Swing Out Sister – Breakout
R.E.M. – Stand
Bruce Springsteen – My Hometown
Karyn White – Secret Rendezvous
Brenda Russell – Piano in the Dark
Tracy Chapman – Fast Car
Babyface – Whip Appeal
.38 Special – Second Chance

2 thoughts on “Songs that peaked at #6: 1986-1990

  1. To Be a Lover is electronic rockabilly. Unheard of and totally convincing to me as a piece of music. The barrel piano! He oversells his singing antics, as always. A quibble. Funny the two songs I can stand from his solo output are in Whiplash Smile (the other is Sweet Sixteen)
    The cocaine-fueled version of Candle in the Wind makes total sense to me. It’s totally desperate, loud and bad sung. Camp singing about it. Just as Marylin would have liked. Gone is the naif and corny preciousness of the original. Very good to great list. Roy Orbison kills his own song.

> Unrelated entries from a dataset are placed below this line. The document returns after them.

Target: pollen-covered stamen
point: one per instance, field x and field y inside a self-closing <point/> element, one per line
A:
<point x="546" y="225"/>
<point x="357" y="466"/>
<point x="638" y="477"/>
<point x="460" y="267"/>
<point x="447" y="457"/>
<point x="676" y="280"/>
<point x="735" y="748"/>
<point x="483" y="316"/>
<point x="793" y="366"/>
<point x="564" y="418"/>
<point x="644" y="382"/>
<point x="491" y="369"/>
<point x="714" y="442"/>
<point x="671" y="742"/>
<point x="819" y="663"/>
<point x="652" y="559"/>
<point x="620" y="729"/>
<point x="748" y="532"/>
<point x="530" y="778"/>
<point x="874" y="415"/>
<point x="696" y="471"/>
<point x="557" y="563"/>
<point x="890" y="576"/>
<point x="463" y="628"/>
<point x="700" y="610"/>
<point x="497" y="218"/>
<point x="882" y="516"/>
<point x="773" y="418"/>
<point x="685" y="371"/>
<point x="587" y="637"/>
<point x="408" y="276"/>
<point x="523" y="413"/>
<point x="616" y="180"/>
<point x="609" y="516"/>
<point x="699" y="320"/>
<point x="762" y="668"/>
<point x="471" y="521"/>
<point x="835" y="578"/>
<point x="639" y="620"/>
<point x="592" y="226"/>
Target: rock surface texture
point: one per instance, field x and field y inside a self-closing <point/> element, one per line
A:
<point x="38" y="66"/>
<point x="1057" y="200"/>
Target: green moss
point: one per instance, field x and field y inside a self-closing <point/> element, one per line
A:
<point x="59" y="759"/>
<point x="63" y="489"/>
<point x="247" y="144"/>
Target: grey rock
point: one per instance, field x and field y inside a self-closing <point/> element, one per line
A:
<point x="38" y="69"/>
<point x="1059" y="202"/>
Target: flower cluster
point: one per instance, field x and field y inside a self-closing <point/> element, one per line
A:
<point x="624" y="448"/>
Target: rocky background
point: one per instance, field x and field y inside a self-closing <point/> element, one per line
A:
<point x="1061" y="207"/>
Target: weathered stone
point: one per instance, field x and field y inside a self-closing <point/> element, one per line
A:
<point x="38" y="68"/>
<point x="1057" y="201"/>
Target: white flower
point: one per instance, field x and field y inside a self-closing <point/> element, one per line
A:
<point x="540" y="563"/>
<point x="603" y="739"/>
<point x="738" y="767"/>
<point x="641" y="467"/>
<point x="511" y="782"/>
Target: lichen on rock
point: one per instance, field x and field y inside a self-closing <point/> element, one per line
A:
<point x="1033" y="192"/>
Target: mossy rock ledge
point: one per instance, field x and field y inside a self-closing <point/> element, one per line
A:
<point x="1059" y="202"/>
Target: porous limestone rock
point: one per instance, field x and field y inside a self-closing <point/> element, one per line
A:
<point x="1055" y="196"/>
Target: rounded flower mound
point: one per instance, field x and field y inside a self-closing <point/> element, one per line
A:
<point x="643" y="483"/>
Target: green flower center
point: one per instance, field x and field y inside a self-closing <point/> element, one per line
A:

    1. Coercive positivity? That’s a whole lotta crap. The ones who said this should stop seeing the video and listen. The video, indeed, is coercive fancy fabrics, two sidemen who seem like idiots and a beau who can’t dance for her life (but strikes poses). Your friends can’t seem to separate it from the fab song within. A pity.